Whole-body CT has excellent specificity but imperfect sensitivity for detecting spinal injuries in blunt trauma, concluded German researchers presenting at the 2012 American Academy of Spinal Surgeons (AAOS) meeting held earlier this month in San Francisco.
In their study of almost 1,000 patients presenting with blunt trauma and suspected spinal injury, 64-detector-row CT missed from 10% to 20% of the injuries, based on follow-up exams and other tests as a reference standard.
The prevalence of spine fractures in patients with major blunt trauma is high -- more than 34% in the German trauma registry, said Dr. Dirk Stengel, PhD, from the German Trauma Hospital in Berlin. Spine fractures are rarely immediately life-threatening, but they can lead to big problems if they remain undetected, and plain radiographs have limited utility in this setting.
"CT has emerged as the workhorse modality in the diagnosis of these patients -- it is widely regarded as a conclusive imaging tool," Stengel said. "The problem is, you are exposing the patient to radiation, and there is no proof of [CT's] efficacy or even impact on management decisions."
The study aimed to assess the diagnostic accuracy of whole-body 64-detector-row CT as a screening tool for detecting spine injuries in patients with blunt major trauma. The Pan-CT for Trauma Resuscitation Study (PATRES) was based on the trauma center's whole-body CT registry, and included patients who underwent contrast-enhanced whole-body CT over an 18-month period.
In 988 eligible patients (735 men, 253 women; mean age 42 ± 19 years), the study team recorded the presence of injuries to the upper, middle, and lower spine on initial scans. Two reviewers working independently correlated the findings to a detailed synopsis of follow-up data using hospital charts of clinical exams and subsequent CT and MRI studies.
"Of course, it's very difficult to compare the CT scan to a viable reference test, and for us the detailed synopsis of hospital charts and subsequent imaging [CT and MRI] were the best available reference test," Stengel said.
The researchers' analysis included a comparison of results between radiologists and clinicians' diagnostic tests for accuracy, sensitivity, and specificity. They performed stratification and sensitivity analyses with a group of nontrauma patients, taking another opportunity to help confirm the accuracy of the CT findings, Stengel said.

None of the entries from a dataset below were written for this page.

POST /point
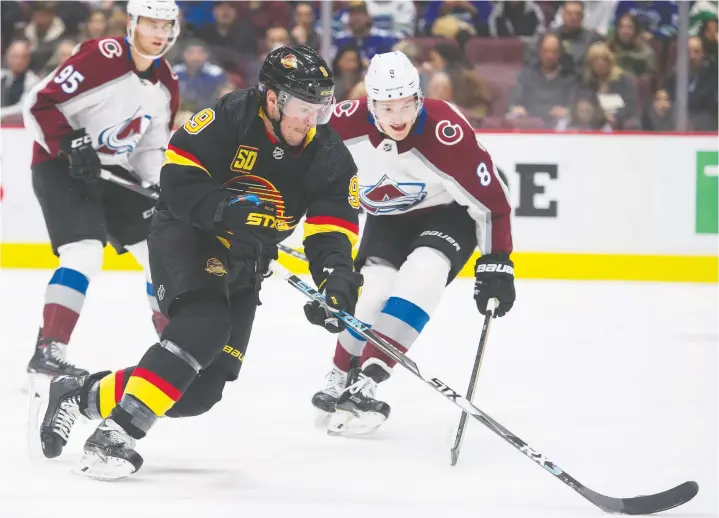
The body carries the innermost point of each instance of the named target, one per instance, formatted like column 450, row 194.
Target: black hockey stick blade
column 638, row 505
column 153, row 194
column 648, row 504
column 473, row 379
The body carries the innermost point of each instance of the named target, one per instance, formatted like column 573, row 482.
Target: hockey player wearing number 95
column 237, row 179
column 110, row 105
column 432, row 194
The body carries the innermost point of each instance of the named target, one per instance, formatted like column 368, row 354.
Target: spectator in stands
column 362, row 34
column 659, row 115
column 471, row 93
column 264, row 14
column 545, row 90
column 228, row 32
column 62, row 52
column 358, row 91
column 347, row 70
column 97, row 26
column 411, row 50
column 199, row 79
column 585, row 114
column 44, row 31
column 657, row 19
column 304, row 32
column 701, row 12
column 513, row 19
column 118, row 23
column 440, row 87
column 702, row 88
column 470, row 16
column 17, row 80
column 617, row 92
column 394, row 16
column 631, row 52
column 708, row 37
column 10, row 18
column 598, row 16
column 276, row 37
column 575, row 38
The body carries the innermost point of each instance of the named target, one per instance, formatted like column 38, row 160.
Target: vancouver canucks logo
column 122, row 137
column 388, row 196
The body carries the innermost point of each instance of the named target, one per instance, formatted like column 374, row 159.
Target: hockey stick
column 454, row 452
column 151, row 193
column 638, row 505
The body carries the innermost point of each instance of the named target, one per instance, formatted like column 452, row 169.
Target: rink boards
column 594, row 207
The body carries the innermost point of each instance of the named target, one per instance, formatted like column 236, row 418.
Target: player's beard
column 294, row 133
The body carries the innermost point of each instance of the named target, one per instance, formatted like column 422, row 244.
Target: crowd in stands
column 565, row 66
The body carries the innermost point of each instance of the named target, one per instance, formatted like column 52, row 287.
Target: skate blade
column 107, row 469
column 347, row 424
column 38, row 391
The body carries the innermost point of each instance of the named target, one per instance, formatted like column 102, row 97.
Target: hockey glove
column 494, row 279
column 341, row 290
column 84, row 162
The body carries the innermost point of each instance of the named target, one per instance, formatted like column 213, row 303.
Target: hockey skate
column 357, row 412
column 49, row 359
column 326, row 398
column 109, row 453
column 63, row 409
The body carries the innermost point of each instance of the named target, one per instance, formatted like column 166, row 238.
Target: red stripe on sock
column 171, row 392
column 370, row 351
column 119, row 385
column 58, row 322
column 342, row 358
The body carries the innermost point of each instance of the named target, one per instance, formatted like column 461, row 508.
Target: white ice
column 615, row 382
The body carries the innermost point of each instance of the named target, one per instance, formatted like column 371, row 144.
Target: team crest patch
column 289, row 61
column 447, row 133
column 215, row 267
column 388, row 196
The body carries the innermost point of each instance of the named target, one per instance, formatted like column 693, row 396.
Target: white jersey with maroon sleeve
column 128, row 117
column 439, row 163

In the 988 patients, there were 361 (37%) multiple injuries, including roughly 100 cervical spine injuries, 122 thoracic spine injuries, and 116 lumbar spine injuries, "reflecting a typical European cohort" in which more than 60% of the major blunt trauma patients were involved in motor vehicle accidents, Stengel said. Patients' scans were acquired a median 29 minutes after hospital admission.
Interobserver agreement beyond chance was rated good to moderate (median κ = 0.03, interquartile range 0.39-0.71). CT's sensitivity for detecting injuries was 85.3% in the cervical spine, 80.6% in the thoracic spine, and 93.2% in the lumbar spine, and the results were similar in patients with multiple trauma. Importantly, longer follow-up periods or different verification tests had no consistent effect on CT's calculated accuracy. But taken as a whole, the accuracy results leave room for doubt, Stengel said.
"If your CT scan is positive and you have a pretest probability of a spinal injury of about 50% based on diagnostic tests, then you have a pretest probability of almost 99% that there is truly a spinal injury," he said. "The problem is that if you have a pretest probability of 50% and the scan is negative, it only reduces the post-test probability [of injury] by 20%, so there is still considerable uncertainty," he said.
In addition, the best balance between sensitivity and specificity is achieved by scanning about 30 minutes after admission, Stengel said. During the follow-up period, the incidence of relevant missed injuries was 1.4%.
Limitations of the study included its retrospective, single-center design and the use of an imperfect reference standard, Stengel said, adding that the research goes further than previous efforts in attempting to ascertain CT's true accuracy.
Spinal injuries detected at CT can be considered conclusive, according to Stengel; however, the modality's sensitivity is only moderate. Therefore, negative results need to be confirmed by clinical follow-up and additional imaging exams, he noted.
When a moderator asked what techniques might be used to reduce CT's false-negative rate, Stengel said some small steps can be useful, but only so much can be done.
"We usually admit these patients [for observation], though Germany is probably different from the U.S.," he said. "Maybe postponing the scan -- it needs some time for hematomas to develop and so on."
Finally, double reading of results can often turn up injuries that were missed the first time around, Stengel said.